FORMER U.S. ATTORNEY GENERAL TO TALK ON "THE U.N. UNDER SIEGE"

Yale alumnus Dick Thornburgh, who served as attorney general of the United States under Presidents Reagan and Bush and is a former Pennsylvania governor, will present the Lustman Fellowship Lecture on "The U.N. Under Siege" on Thursday, Oct. 24, at 8 p.m. in the common room of Davenport College, 248 York St. The public is invited to attend the free event. Mr. Thornburgh is currently counsel with the Washington, D.C. office of the Pittsburgh-based law firm of Kirkpatrick & Lockhart LLP. Elected governor of Pennsylvania in 1978 and re-elected in 1982, he is the only Republican ever to serve two successive terms in that office and was named by his fellow governors as one of the nation's most effective big-state governors in a 1986 Newsweek poll.

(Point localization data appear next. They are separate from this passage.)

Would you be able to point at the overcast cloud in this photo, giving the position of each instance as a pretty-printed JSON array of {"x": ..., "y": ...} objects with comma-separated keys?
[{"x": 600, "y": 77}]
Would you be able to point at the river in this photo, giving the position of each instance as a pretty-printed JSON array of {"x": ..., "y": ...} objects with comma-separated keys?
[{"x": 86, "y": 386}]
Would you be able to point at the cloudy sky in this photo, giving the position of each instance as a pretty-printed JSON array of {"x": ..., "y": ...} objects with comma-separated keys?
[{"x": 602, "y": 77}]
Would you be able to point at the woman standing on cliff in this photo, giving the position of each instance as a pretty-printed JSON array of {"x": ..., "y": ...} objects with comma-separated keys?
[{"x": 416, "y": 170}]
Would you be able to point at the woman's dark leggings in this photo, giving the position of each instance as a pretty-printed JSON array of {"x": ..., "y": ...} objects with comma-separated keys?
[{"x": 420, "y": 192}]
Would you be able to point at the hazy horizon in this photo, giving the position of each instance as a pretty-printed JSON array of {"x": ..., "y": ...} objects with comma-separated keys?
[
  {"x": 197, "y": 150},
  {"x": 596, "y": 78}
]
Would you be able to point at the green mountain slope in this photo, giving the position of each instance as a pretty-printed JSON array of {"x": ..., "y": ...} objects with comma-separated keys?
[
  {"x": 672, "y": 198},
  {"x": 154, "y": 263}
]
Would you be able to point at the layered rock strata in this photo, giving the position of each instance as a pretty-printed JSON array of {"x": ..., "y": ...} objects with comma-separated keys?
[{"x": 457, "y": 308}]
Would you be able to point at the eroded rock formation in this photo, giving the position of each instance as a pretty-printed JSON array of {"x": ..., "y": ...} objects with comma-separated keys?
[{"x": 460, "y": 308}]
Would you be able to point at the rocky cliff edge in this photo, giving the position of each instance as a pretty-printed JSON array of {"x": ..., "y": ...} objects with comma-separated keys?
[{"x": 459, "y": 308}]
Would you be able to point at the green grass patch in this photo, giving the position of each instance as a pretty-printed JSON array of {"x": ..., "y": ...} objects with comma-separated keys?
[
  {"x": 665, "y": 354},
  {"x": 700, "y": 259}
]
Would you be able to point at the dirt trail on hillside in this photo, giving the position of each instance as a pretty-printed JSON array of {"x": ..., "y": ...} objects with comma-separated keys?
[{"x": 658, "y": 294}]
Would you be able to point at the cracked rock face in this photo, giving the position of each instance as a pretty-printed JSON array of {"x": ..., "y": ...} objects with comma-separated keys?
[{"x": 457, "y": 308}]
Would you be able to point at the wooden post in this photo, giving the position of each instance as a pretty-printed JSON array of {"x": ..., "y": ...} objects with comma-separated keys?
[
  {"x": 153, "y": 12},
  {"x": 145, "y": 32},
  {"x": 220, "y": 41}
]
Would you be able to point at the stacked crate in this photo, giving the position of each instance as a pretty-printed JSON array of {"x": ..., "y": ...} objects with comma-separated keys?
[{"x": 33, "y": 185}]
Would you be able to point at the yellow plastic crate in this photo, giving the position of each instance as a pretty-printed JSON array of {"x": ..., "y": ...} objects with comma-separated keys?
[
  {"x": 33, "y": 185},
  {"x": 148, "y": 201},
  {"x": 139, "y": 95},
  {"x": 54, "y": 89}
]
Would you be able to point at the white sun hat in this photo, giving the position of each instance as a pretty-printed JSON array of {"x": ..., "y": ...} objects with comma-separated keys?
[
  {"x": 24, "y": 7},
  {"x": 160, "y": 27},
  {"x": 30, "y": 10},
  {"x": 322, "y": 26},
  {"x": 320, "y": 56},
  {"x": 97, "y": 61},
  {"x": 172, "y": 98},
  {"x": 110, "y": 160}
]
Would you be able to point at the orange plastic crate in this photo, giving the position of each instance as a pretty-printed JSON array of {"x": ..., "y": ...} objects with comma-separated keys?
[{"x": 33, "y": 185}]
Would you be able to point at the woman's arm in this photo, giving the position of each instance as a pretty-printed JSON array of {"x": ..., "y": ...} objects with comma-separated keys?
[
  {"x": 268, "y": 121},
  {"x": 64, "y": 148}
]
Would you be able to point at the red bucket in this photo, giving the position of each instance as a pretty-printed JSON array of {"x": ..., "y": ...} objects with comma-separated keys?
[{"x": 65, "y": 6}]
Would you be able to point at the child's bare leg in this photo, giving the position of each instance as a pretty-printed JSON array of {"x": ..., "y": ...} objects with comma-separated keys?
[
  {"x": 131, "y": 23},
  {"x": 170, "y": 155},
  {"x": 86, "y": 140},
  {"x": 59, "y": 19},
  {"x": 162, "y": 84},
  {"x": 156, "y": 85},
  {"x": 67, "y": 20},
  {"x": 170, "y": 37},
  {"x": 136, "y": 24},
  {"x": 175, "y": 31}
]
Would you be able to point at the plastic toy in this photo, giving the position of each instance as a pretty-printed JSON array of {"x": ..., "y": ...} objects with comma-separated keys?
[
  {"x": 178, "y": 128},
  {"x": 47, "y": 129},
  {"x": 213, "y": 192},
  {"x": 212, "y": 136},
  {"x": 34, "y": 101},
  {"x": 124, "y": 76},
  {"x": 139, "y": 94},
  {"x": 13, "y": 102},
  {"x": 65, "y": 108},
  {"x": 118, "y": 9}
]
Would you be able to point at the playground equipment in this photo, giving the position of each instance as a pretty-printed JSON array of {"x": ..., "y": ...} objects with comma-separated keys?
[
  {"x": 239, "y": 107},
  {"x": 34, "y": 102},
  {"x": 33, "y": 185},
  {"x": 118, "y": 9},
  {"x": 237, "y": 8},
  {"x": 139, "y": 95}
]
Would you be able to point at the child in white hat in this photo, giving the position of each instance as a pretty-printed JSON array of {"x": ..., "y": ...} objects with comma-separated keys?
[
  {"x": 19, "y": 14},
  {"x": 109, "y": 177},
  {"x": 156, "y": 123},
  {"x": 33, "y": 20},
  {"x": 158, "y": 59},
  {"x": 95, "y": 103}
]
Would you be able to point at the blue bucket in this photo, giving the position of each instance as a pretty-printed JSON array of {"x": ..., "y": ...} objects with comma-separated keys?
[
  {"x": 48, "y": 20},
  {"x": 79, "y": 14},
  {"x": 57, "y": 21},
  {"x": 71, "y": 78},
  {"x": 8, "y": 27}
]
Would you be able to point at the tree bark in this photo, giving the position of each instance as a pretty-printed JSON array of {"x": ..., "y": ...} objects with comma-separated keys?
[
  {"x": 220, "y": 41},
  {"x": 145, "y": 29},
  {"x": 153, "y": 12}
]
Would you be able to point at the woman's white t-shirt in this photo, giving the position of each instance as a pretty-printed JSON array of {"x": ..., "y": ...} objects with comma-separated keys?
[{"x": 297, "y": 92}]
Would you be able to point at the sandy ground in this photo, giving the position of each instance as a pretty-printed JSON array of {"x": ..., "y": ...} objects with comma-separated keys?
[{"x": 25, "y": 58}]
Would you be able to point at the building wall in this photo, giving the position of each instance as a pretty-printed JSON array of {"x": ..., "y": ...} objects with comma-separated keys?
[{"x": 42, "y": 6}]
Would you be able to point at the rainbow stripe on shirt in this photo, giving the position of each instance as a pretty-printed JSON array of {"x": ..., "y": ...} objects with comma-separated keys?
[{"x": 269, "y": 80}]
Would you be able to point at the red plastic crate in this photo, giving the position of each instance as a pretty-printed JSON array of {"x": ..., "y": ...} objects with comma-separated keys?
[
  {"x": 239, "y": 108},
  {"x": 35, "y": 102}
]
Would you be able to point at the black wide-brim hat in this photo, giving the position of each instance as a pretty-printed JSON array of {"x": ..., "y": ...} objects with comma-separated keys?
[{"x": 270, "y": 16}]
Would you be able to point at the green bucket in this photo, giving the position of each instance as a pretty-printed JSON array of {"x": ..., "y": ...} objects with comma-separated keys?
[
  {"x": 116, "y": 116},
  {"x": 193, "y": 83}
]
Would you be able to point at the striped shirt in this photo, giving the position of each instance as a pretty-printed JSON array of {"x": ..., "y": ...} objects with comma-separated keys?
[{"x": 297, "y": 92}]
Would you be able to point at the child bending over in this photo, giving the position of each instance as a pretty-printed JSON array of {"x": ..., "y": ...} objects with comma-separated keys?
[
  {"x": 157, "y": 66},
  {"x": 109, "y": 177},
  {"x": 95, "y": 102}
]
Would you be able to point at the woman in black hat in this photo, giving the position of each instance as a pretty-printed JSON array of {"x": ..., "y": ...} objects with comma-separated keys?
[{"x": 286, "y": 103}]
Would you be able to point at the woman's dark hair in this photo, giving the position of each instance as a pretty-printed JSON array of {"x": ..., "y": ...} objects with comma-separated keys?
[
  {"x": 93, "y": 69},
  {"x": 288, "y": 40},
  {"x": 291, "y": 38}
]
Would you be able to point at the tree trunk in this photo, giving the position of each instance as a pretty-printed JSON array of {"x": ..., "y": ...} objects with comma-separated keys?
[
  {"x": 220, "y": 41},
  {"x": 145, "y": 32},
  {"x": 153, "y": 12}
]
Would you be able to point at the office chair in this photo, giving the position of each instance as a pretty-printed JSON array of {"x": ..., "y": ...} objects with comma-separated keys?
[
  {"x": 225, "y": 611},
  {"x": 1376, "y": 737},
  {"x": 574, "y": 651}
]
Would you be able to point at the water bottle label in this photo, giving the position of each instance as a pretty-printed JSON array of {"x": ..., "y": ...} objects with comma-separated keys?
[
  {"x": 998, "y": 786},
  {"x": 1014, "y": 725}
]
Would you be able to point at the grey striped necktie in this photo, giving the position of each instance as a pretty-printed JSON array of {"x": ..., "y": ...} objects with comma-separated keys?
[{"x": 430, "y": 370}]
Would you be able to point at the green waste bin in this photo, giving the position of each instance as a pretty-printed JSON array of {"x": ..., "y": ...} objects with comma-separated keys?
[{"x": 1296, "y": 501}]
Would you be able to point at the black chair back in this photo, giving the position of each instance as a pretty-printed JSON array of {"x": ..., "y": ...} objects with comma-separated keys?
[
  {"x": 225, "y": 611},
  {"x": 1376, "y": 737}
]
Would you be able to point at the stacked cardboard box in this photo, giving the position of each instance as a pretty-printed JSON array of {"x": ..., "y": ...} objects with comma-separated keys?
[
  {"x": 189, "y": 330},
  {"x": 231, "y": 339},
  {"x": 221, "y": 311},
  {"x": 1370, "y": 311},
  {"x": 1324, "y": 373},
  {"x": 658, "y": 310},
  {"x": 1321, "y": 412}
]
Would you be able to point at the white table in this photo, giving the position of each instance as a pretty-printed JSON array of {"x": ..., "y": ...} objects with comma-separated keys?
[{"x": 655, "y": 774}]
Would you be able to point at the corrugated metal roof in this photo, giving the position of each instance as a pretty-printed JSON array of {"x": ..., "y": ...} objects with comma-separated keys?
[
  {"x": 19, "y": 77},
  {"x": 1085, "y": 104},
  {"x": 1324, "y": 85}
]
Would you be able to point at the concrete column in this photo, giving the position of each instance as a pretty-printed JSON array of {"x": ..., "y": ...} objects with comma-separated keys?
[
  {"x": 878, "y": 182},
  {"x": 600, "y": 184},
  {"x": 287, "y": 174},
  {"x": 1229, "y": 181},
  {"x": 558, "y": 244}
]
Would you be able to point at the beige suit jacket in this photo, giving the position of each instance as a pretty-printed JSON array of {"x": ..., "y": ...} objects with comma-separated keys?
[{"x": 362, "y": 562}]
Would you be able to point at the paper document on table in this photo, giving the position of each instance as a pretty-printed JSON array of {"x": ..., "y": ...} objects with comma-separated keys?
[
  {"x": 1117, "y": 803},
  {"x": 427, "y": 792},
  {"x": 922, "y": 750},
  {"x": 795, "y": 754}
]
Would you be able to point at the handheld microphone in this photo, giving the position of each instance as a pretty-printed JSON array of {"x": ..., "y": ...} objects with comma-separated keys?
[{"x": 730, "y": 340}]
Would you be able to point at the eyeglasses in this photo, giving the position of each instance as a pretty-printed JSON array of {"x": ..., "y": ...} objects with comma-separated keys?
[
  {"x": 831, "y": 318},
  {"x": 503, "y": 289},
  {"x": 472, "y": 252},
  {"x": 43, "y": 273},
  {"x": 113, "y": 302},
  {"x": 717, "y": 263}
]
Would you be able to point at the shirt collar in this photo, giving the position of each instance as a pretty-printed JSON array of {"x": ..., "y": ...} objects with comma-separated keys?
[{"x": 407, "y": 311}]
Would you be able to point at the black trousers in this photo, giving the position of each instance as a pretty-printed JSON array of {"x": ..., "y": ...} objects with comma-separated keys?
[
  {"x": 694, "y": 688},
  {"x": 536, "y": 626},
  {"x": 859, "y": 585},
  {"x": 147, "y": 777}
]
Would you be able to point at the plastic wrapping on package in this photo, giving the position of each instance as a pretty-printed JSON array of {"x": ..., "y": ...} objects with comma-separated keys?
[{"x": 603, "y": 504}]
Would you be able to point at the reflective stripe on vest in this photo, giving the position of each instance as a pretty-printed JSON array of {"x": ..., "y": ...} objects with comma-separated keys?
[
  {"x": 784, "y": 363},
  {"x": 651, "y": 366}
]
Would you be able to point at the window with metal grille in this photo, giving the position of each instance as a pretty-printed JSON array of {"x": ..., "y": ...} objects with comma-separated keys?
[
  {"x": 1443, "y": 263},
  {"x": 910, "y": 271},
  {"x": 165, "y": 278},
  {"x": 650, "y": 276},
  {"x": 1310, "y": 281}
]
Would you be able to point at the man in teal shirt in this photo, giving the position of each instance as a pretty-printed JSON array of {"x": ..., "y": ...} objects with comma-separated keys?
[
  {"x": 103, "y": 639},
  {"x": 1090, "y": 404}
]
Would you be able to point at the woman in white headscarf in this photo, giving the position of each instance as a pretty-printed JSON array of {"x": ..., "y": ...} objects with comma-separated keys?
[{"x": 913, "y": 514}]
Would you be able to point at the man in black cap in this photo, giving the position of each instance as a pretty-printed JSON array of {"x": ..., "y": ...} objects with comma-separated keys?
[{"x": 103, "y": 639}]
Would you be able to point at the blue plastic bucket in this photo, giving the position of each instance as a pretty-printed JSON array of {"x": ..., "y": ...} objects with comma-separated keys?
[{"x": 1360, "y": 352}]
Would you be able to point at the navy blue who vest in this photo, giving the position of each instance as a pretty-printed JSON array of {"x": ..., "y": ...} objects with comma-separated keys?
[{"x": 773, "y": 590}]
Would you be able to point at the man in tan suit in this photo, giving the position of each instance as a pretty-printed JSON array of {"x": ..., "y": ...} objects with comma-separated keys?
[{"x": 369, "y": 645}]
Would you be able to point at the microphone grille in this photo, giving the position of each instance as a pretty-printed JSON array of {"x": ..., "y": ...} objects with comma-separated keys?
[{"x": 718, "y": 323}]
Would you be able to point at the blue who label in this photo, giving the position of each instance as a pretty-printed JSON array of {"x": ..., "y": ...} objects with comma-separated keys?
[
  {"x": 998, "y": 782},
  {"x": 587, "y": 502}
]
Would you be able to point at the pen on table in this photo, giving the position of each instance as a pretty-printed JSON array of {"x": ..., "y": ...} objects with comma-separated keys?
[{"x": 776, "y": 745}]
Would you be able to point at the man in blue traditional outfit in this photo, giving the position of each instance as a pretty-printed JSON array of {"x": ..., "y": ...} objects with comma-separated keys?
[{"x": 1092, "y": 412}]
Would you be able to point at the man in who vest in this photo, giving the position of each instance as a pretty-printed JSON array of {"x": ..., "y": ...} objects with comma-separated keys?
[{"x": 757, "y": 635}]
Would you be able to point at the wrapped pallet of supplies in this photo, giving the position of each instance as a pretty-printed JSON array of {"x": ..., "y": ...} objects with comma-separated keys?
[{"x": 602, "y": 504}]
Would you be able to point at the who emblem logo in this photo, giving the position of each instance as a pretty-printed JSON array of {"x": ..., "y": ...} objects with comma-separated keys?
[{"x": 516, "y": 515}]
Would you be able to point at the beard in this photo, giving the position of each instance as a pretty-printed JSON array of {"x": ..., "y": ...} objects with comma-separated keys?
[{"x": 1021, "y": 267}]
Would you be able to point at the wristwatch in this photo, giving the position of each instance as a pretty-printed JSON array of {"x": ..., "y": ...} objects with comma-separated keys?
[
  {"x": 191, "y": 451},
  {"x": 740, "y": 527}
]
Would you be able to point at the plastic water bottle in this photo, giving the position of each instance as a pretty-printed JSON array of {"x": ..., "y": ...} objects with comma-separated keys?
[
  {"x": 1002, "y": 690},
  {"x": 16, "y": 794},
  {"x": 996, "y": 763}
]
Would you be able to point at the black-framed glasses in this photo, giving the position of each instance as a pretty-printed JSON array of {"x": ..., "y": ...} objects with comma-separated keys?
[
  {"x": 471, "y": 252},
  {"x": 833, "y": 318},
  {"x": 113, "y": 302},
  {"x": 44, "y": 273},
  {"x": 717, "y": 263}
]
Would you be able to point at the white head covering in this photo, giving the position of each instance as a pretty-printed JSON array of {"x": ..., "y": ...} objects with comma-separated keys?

He served three years as U.S. attorney general 1988-91, during which time he worked with law enforcement agencies around the world to help combat drug trafficking, money laundering, terrorism and international white-collar crime.

From 1992 to 1993 he was in charge of personnel, budget and finance matters at the United Nations; during his time there he was the highest-ranking American in the organization. He authored a report to the U.N. Secretary-General on reform, restructuring and streamlining efforts designed to make the United Nations' peacekeeping, humanitarian and development programs more efficient and cost-effective.

Mr. Thornburgh earned his undergraduate degree at Yale in 1954 with a major in engineering. He obtained his law degree from the University of Pittsburgh. He served as director of the Institute of Politics at Harvard's John F. Kennedy School of Government and has lectured at numerous institutions, including Moscow State University.